Geen Geert Wilders dus als premier, maar wie dan wel?

Zicht op het Torentje vanaf de Lange Vijverberg. Foto: Sandra Uittenbogaart/HH/ANP

Het is niet noodzakelijk dat de grootste partij de premier levert. Zelfs een buitenstaander in het Torentje is denkbaar. Maar uit democratisch oogpunt is dit geen wenselijk scenario, schrijft Gerry van der List.

Het welslagen van een kabinet hangt sterk af van de verstandhouding tussen de deelnemende partijen. In dit opzicht – en ook in andere opzichten trouwens – ziet het er niet heel goed uit voor de regeringscoalitie in – moeizame –  wording.

Zo kwam Geert Wilders mopperend uit de laatste besprekingen met informateur Kim Putters. De PVV-leider noemde het ‘unfair’, ‘ondemocratisch’ en ‘staatsrechtelijk onjuist’ dat hem het premierschap niet werd gegund. Waarbij duidelijk was dat vooral Pieter Omtzigt dwars had gelegen. Zijn NSC blijft spaken in het rechtse wiel steken.

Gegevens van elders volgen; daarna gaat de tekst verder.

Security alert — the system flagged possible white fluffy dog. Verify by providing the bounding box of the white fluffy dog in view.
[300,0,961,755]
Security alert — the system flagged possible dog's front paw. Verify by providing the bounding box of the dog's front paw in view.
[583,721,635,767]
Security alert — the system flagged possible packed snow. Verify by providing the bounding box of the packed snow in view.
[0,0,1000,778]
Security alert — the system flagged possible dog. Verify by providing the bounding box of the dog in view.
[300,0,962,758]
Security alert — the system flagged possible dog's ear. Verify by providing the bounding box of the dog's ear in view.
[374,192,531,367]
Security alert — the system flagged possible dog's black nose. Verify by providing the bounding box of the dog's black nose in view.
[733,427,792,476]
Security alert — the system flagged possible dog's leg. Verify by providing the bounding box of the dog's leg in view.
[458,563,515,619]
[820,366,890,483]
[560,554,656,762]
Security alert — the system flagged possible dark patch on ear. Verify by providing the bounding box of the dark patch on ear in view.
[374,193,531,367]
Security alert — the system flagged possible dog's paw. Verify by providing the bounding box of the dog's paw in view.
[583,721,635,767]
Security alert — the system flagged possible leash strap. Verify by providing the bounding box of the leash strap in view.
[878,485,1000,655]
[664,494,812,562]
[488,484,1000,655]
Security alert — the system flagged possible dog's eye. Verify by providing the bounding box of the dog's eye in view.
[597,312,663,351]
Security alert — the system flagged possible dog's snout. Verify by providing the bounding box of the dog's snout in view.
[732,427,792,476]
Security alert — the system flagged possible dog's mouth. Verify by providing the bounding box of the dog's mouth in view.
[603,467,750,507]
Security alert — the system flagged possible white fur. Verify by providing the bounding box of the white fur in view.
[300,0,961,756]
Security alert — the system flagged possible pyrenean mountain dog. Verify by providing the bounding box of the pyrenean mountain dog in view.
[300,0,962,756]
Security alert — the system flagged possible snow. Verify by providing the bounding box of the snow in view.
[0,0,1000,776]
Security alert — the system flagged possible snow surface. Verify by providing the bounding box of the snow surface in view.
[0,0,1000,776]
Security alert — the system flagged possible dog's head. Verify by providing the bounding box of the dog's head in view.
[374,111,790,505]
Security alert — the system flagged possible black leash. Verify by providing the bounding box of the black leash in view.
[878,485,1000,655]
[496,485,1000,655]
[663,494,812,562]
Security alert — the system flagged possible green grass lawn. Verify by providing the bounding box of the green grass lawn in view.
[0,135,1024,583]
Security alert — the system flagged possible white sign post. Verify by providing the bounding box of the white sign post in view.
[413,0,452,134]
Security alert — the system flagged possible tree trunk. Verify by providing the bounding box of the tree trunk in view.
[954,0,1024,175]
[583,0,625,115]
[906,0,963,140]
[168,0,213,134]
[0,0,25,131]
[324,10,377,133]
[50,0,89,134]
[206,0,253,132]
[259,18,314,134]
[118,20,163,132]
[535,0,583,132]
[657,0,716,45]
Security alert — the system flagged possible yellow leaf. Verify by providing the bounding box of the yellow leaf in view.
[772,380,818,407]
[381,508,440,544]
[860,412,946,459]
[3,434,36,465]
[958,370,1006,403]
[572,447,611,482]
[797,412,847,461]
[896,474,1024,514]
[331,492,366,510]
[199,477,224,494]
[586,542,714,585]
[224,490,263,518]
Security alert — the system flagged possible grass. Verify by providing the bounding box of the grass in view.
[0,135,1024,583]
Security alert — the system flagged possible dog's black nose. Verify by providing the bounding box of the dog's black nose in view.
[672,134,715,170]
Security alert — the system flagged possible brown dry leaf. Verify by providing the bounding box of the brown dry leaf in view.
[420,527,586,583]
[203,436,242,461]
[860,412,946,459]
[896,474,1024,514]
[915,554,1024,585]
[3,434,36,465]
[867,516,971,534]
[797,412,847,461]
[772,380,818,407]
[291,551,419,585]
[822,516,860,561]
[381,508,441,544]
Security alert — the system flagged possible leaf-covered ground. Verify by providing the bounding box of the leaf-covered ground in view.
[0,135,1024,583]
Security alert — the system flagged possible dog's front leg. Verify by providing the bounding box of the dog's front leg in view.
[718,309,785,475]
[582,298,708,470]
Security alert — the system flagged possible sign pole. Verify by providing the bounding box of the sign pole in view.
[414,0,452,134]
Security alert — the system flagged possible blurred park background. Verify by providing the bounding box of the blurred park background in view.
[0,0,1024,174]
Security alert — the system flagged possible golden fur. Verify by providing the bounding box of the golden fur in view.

Na het gedwongen afhaken van Wilders is het speculeren begonnen over wie dan de nieuwe bewoner van het Torentje wordt. Het is de gewoonte geworden dat de grootste partij in de Tweede Kamer de premier levert. Maar niet zo heel veel Nederlanders zien in PVV-volksvertegenwoordigers als Fleur Agema, Dion Graus en Gom van Strien de geschikte, verbindende persoon om leiding te geven aan de aanstaande coalitie, met de mysterieuze aanduiding ‘programkabinet’.

Lastig te voorspellen wie het goed doet

Het is niet noodzakelijk dat de premier uit de grootste partij komt. In 1971 was Barend Biesheuvel afkomstig uit de ARP, die bij de verkiezingen 26 zetels minder had behaald dan de PvdA en 22 zetels minder dan de KVP. Biesheuvel ging overigens snel de mist in. De grote antirevolutionaire politieke belofte bleek een slechte teamleider, toonde weinig mensenkennis en schatte politieke ontwikkelingen verkeerd in.

Sowieso valt het lastig te voorspellen wie het goed zal doen als premier. Zo werd van Piet de Jong weinig verwacht, maar de KVP’er hield zijn kabinet in woelige tijden (1967-1971) bekwaam bijeen.

Namen van VVD’ers doen al de ronde

Enfin, mogelijk komt de 43ste premier van Nederland uit de oude partij van Wilders. Namen van allerlei VVD’ers doen al de ronde. Van Fred Teeven bijvoorbeeld. Eens een mislukte lijsttrekker van Leefbaar Nederland, daarna een voortijdig afgetreden staatssecretaris en vervolgens buschauffeur. De VVD beschikt wel over betere kandidaten.

Zoals Jan van Zanen, de innemende, welsprekende, kordate, bestuurlijk ervaren en verbindende burgemeester van Den Haag. Maar het lijkt niet zo verstandig een goede baan op te geven om in een weinig harmonieuze coalitie als premier te gaan hengelen naar voldoende steun voor wetten en beleidsmaatregelen, terwijl Wilders en Omtzigt je vanuit de Kamer onder vuur nemen.

De Quay: een goede premier tegen wil en dank

Van Zanen beschikt ook niet over parlementaire ervaring. Nu staat dit een premierschap niet per se in de weg. In 1959 werd de commissaris van de Koningin in Noord-Brabant verzocht zijn geliefde provincie te verlaten om in Den Haag een kabinet te formeren. Deze Jan de Quay (KVP) had daar helemaal geen zin, en zou in zijn dagboeken uiting geven aan zijn enorme weerzin tegen de hem in de maag gesplitste baan van minister-president.

Maar de beminnelijke, politiek onervaren katholiek deed het best goed als premier tegen wil en dank. Zijn kabinet zat netjes de rit uit en bewerkstelligde redelijk veel. De kiezer leek ook tevreden, want de KVP bereikte in 1963 met vijftig zetels een recordscore bij de verkiezingen.

Het is beter als de premier uit de Kamer komt

Maar hoewel de minister-president niet rechtstreeks wordt gekozen, ligt het uit democratisch oogpunt voor de hand een gekozen Tweede Kamerlid naar het Torentje te laten verhuizen. Het zou kiezers toch bevreemden om, na op 22 november te hebben gestemd, te maken te krijgen met Louise Fresco, Louis van Gaal of een andere buitenstaander zonder kiezersmandaat als premier.

Voorlopig kunnen die kiezers alleen maar in spanning afwachten wie de (on)gelukkige wordt. Parlementair journalisten verheugen zich op enerverende politieke tijden. Wat niet per se een goed teken is voor het land.